Wasn’t it the famous philosopher and reality star Meat Loaf who once famously sang, “Two out of Three Ain’t Bad?“
Meat Loaf and his two out of three comment come to mind when you consider a new survey by global consultant Deloitte this week found that with the economy improving, nearly two out of three employees at large companies are actively looking for a new job.
Yes, two out of three ain’t bad — unless you’re talking about how many of your workers are looking to walk out the door.
The study, titled “Talent Edge 2020: Building the Recovery Together — What Talent Expects and How Leaders Are Responding,” found that not only are 65 percent of the employees surveyed actively testing the job market, but that “dissatisfied employees are transparent” with their executives and managers about “the most effective employee retention strategies” their companies could utilize to keep them.
When asked to list their top three retention incentives, 53 percent of respondents ranked promotion/job advancement first, followed by increased compensation (39 percent), and additional bonuses or other financial incentives (34 percent). Another 30 percent of those surveyed listed boosting employee support/recognition from their managers, a non-financial incentive, as an effective retention tactic.
“We’re living in a world where each generation in the workforce has vastly different goals, expectations, and desires,” said Jeff Schwartz, principal at Deloitte Consulting LLP and U.S. Talent Services leader, in a press release about the survey. “As employees eye the exit signs following a hard hitting recession, employers need to tailor and target their talent strategies to satisfy each employee group from baby boomers to Millennials.”
There were other interesting findings in the report, including this breakdown by generations:
“Talent Edge 2020: Building the Recovery Together — What Talent Expects and How Leaders Are Responding” is part of Deloitte’s survey series conducted with Forbes Insights. The survey was taken by 356 employees at large companies with annual sales exceeding $500 million, with more than three in four respondents at companies with more than $1 billion in annual sales.
This latest survey from Deloitte leaves me feeling a little bit like the Bill Murray character in the film Groundhog Day — don’t I keep writing this same thing over and over again?

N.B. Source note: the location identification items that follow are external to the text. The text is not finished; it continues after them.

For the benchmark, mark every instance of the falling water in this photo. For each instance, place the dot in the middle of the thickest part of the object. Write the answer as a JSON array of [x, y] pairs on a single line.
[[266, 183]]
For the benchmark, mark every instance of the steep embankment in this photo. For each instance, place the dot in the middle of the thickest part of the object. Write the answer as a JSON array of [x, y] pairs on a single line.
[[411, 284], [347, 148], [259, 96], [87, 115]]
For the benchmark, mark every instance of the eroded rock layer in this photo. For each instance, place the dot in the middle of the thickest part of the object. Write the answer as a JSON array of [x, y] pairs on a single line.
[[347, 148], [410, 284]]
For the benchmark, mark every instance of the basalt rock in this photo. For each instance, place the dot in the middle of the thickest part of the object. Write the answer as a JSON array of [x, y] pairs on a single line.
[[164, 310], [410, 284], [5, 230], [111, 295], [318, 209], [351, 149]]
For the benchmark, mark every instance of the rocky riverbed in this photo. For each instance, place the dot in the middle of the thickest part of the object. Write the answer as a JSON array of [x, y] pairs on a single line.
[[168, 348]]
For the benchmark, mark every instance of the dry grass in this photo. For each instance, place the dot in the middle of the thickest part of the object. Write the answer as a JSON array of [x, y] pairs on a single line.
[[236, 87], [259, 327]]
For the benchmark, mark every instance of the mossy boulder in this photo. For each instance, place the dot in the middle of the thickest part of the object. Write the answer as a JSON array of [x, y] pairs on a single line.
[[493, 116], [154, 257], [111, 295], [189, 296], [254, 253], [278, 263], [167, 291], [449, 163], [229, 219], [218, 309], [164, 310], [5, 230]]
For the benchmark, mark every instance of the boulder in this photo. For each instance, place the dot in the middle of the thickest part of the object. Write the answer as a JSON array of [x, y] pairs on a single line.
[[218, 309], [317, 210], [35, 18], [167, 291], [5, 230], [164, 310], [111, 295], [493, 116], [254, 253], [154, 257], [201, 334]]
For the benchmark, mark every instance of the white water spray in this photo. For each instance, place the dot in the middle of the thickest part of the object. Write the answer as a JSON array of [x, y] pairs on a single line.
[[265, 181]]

Whether it be that 74% of Passive Job Seekers Are Ready to Make a Move or that Only 1 in 3 Employees Say They Are Engaged in Their Job, one thing is certain: survey after survey keeps coming back and saying that workers today are ready to get up and get out of their current job.
It’s the expected fallout from the way so many companies treated their workforce during the recession — you know, the “shut up and be happy you have a job” management approach — and as a lot of us predicted, the reaction to that terribly foolish and short-sighted philosophy is finally coming back to bite businesses big time.
There IS a way out however, because Deloitte’s analysis of this latest survey data points to “clear and actionable strategies employers can implement to deliver leading talent programs and keep top talent committed to their jobs, excited about their career prospects, and confident in their corporate leadership.”
As Deloitte’s Jeff Schwartz says, “Firms can separate themselves from their competitors if they step up their talent programs now and refine their strategies to engage workers and to focus on specific employee needs.”
He’s right, of course. The only question is, do companies out there care enough about retaining their talent to listen and perhaps do what is necessary to keep them engaged and on board?